Yes, he knew all that; and he admired her. Very pleasant, he thought, to have affairs. But for himself, what with his height (Napoleon was five feet four, he remembered), his bulk, his inability to impose his own personality (and yet great men are needed more than ever now, he sighed), it was useless. He threw away his cigar, went up to Jacob and asked him, with a simple sort of sincerity which Jacob liked, whether he had come straight out from England.

"How very English!" Sandra laughed when the waiter told them next morning that the young gentleman had left at five to climb the mountain. "I am sure he asked you for a bath?" at which the waiter shook his head, and said that he would ask the manager.

"You do not understand," laughed Sandra. "Never mind."

Stretched on the top of the mountain, quite alone, Jacob enjoyed himself immensely. Probably he had never been so happy in the whole of his life.

But at dinner that night Mr. Williams asked him whether he would like to see the paper; then Mrs. Williams asked him (as they strolled on the terrace smoking--and how could he refuse that man's cigar?) whether he'd seen the theatre by moonlight; whether he knew Everard Sherborn; whether he read Greek and whether (Evan rose silently and went in) if he had to sacrifice one it would be the French literature or the Russian?

"And now," wrote Jacob in his letter to Bonamy, "I shall have to read her cursed book"--her Tchekov, he meant, for she had lent it him.

Though the opinion is unpopular it seems likely enough that bare places, fields too thick with stones to be ploughed, tossing sea-meadows half- way between England and America, suit us better than cities.

There is something absolute in us which despises qualification. It is this which is teased and twisted in society. People come together in a room. "So delighted," says somebody, "to meet you," and that is a lie. And then: "I enjoy the spring more than the autumn now. One does, I think, as one gets older." For women are always, always, always talking about what one feels, and if they say "as one gets older," they mean you to reply with something quite off the point.

Jacob sat himself down in the quarry where the Greeks had cut marble for the theatre. It is hot work walking up Greek hills at midday. The wild red cyclamen was out; he had seen the little tortoises hobbling from clump to clump; the air smelt strong and suddenly sweet, and the sun, striking on jagged splinters of marble, was very dazzling to the eyes. Composed, commanding, contemptuous, a little melancholy, and bored with an august kind of boredom, there he sat smoking his pipe.

Bonamy would have said that this was the sort of thing that made him uneasy--when Jacob got into the doldrums, looked like a Margate fisherman out of a job, or a British Admiral. You couldn't make him understand a thing when he was in a mood like that. One had better leave him alone. He was dull. He was apt to be grumpy.

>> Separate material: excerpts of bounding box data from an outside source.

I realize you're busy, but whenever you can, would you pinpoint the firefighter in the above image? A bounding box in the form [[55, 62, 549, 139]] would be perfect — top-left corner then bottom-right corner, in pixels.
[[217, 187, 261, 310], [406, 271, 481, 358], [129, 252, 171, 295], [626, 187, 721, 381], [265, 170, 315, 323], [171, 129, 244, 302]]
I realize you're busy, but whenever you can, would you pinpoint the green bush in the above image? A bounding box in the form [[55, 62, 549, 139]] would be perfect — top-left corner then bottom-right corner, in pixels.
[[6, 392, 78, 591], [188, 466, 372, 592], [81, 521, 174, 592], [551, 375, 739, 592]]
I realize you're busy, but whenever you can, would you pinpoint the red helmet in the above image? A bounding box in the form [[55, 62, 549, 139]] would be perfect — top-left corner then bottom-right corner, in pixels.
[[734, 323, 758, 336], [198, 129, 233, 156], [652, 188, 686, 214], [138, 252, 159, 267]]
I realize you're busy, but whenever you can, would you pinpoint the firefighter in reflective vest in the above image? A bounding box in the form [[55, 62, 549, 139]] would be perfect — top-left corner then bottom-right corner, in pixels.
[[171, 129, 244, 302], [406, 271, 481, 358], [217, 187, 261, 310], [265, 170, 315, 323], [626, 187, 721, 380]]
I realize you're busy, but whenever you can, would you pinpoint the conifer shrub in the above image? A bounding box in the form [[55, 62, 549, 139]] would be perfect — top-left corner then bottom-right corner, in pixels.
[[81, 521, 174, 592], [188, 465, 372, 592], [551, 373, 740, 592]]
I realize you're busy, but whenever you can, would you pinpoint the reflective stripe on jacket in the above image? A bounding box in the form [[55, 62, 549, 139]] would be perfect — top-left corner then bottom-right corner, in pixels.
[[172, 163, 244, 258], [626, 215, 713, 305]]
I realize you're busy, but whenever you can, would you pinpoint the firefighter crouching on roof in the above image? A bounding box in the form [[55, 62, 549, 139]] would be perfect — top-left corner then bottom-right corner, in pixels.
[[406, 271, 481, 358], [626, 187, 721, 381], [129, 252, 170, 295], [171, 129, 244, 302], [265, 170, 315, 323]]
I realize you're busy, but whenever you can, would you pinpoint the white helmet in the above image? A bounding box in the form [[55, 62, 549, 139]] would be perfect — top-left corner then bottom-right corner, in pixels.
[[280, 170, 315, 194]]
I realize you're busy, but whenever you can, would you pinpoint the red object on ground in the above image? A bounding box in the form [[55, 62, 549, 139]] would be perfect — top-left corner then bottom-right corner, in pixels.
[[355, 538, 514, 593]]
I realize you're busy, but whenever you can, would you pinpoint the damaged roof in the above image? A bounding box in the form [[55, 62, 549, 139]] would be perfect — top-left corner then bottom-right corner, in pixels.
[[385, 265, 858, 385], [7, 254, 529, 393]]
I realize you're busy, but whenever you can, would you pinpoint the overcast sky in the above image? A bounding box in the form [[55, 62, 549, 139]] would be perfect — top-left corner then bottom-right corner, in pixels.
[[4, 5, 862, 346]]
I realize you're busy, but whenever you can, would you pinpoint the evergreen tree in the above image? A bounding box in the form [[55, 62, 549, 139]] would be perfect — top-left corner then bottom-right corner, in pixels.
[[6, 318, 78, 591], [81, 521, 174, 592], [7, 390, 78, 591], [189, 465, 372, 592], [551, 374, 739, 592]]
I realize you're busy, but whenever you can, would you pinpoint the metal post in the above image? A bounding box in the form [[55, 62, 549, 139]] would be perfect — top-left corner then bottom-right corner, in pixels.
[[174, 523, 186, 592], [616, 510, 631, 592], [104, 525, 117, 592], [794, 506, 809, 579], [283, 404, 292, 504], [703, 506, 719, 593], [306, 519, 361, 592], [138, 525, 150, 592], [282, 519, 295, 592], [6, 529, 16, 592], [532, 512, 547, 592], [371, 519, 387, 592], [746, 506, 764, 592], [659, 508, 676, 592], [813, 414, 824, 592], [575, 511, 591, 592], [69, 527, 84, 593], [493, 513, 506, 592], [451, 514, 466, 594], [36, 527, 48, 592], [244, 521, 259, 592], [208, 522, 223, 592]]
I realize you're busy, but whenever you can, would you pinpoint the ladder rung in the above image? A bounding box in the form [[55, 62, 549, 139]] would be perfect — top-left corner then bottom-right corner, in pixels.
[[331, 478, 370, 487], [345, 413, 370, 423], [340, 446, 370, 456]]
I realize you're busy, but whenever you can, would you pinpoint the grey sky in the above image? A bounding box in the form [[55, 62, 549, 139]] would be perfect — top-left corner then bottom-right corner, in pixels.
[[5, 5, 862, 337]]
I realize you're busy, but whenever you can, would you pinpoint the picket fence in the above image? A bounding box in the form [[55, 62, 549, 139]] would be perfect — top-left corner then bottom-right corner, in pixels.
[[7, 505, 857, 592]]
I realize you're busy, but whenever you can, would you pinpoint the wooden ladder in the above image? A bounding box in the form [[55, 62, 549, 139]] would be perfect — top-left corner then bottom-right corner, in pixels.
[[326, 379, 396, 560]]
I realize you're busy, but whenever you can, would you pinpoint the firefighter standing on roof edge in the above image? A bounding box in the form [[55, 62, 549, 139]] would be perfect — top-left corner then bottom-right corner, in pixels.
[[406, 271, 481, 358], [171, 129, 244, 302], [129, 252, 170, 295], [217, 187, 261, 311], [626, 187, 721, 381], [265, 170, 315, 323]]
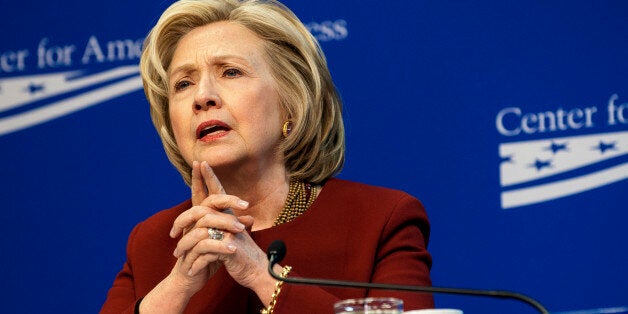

He was up very early, looking at the statues with his Baedeker.

Sandra Wentworth Williams, ranging the world before breakfast in quest of adventure or a point of view, all in white, not so very tall perhaps, but uncommonly upright--Sandra Williams got Jacob's head exactly on a level with the head of the Hermes of Praxiteles. The comparison was all in his favour. But before she could say a single word he had gone out of the Museum and left her.

Still, a lady of fashion travels with more than one dress, and if white suits the morning hour, perhaps sandy yellow with purple spots on it, a black hat, and a volume of Balzac, suit the evening. Thus she was arranged on the terrace when Jacob came in. Very beautiful she looked. With her hands folded she mused, seemed to listen to her husband, seemed to watch the peasants coming down with brushwood on their backs, seemed to notice how the hill changed from blue to black, seemed to discriminate between truth and falsehood, Jacob thought, and crossed his legs suddenly, observing the extreme shabbiness of his trousers.

"But he is very distinguished looking," Sandra decided.